Analysis of the case

In this case, the counsel appearing for the appellants had raised two points. Firstly he had said that the tribunal was wrong in saying that the employees of the appellant were negligent which had resulted in the accident and Taher’s death and secondly in the case of contributory negligence the appellant couldn’t be held liable for compensation of any sort as since the liability was in tort, a person who was found guilty of contributory negligence couldn’t get compensation. The court denied this as they found it very evident that the conductor and the bus driver were at fault. Conductor being at fault as he had invited people to sit at the roof of the bus and the driver being at fault as he had driven in a negligent manner knowing that people were seated at the roof of the bus and it was his responsibility to be extra cautious while driving. 

Reliance was made to the cases such as State v. Lal Man Badriprasad AIR 1954 Vindh Pra 17, Yoginder Paul Chowdhury v.
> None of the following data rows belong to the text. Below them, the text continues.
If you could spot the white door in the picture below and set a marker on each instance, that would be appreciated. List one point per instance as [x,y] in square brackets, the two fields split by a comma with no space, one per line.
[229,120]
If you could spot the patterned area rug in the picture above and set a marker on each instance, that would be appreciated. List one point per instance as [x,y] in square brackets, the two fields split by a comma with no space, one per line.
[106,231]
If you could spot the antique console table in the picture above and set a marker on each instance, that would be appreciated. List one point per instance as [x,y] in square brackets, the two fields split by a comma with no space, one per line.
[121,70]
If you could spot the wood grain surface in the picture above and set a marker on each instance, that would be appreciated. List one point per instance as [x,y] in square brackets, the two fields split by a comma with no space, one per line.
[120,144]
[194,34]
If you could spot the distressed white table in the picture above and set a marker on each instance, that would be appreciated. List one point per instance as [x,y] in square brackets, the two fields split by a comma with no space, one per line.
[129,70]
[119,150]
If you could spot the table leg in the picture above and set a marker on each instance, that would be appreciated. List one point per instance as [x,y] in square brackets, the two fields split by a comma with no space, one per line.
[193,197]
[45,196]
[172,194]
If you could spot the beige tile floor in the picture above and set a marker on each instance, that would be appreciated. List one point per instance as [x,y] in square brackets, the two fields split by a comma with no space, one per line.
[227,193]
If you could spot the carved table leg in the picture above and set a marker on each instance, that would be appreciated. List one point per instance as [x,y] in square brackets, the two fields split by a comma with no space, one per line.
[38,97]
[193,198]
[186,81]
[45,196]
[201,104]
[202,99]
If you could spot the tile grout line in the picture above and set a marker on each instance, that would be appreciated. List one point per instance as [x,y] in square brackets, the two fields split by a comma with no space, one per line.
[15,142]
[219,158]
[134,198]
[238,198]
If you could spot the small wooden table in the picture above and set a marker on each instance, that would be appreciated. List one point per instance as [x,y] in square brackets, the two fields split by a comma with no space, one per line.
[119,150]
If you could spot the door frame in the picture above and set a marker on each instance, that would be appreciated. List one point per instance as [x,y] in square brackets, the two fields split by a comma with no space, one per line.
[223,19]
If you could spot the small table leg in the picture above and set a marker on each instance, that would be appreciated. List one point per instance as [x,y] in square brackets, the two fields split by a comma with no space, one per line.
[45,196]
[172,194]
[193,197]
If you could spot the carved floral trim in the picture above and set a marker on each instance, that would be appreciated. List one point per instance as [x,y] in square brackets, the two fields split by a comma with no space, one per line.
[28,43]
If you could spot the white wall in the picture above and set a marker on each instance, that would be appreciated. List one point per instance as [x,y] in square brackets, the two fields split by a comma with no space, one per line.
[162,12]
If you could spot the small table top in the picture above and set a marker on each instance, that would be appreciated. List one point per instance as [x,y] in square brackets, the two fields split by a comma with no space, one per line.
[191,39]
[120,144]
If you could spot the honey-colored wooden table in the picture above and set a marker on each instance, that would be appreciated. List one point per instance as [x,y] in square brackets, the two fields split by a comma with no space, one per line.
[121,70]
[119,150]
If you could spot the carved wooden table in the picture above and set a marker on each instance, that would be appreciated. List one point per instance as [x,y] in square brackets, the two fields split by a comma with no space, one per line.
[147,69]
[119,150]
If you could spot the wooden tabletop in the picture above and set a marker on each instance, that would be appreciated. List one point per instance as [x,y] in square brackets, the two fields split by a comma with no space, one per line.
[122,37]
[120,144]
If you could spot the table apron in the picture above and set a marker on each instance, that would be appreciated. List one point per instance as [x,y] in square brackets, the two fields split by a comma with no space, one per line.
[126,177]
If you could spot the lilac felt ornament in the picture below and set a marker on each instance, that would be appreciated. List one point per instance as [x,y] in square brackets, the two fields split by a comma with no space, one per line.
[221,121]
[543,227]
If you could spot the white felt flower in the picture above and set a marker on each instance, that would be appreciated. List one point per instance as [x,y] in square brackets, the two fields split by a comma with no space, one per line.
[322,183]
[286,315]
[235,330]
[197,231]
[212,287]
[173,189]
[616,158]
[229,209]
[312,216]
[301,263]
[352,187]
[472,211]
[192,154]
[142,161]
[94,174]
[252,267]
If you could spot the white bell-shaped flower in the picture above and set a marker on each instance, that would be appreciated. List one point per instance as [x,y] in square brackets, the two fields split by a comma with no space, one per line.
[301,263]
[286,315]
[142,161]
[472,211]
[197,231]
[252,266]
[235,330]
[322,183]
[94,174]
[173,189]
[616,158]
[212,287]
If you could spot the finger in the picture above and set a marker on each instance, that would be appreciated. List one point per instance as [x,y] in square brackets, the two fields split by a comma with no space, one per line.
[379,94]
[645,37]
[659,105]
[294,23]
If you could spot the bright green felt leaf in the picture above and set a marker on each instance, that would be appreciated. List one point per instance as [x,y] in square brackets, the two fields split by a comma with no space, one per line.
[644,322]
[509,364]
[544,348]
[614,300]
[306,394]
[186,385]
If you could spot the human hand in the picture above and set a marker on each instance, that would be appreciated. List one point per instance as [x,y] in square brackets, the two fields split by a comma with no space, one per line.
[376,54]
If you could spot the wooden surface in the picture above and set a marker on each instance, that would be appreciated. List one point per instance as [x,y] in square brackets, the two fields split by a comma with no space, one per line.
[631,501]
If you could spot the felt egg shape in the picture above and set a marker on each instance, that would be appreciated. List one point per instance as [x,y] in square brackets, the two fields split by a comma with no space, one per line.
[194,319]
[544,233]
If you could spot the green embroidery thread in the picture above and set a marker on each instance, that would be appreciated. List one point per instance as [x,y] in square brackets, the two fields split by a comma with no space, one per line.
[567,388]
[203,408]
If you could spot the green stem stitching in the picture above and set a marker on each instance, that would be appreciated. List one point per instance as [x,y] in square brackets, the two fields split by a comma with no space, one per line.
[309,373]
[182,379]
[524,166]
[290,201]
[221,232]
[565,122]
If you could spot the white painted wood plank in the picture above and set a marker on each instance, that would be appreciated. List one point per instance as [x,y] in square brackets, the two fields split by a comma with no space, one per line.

Durga Das Punj 1972 Acc CJ 483 (Delhi) and Punjab State v. Jaswant Kaur 1973 Acc CJ 213 (Punj). From this the courts had found applying the Contributory Negligence Act would lessen the liability up to the scope of negligence which could still be looked upon but it would not completely deny the claim altogether. From these cases, the court found the tribunal was correct in its finding where it had found the deceased to be guilty of contributory negligence. The court also referred to the case of Swaraj Motor Pvt. Ltd. v. T. R. Hainan Pilial 1968 ACC CJ 127, which was a case on the same lines of General Cleaning Contractors v. Christmas (1952) 2 All ER 1110, where the House of Lords had made the appeal of the employer redundant and made him liable of the fact that if the employer had failed to ensure the safety of the system, there the employer couldn’t take the defense that the employee should have taken precautions.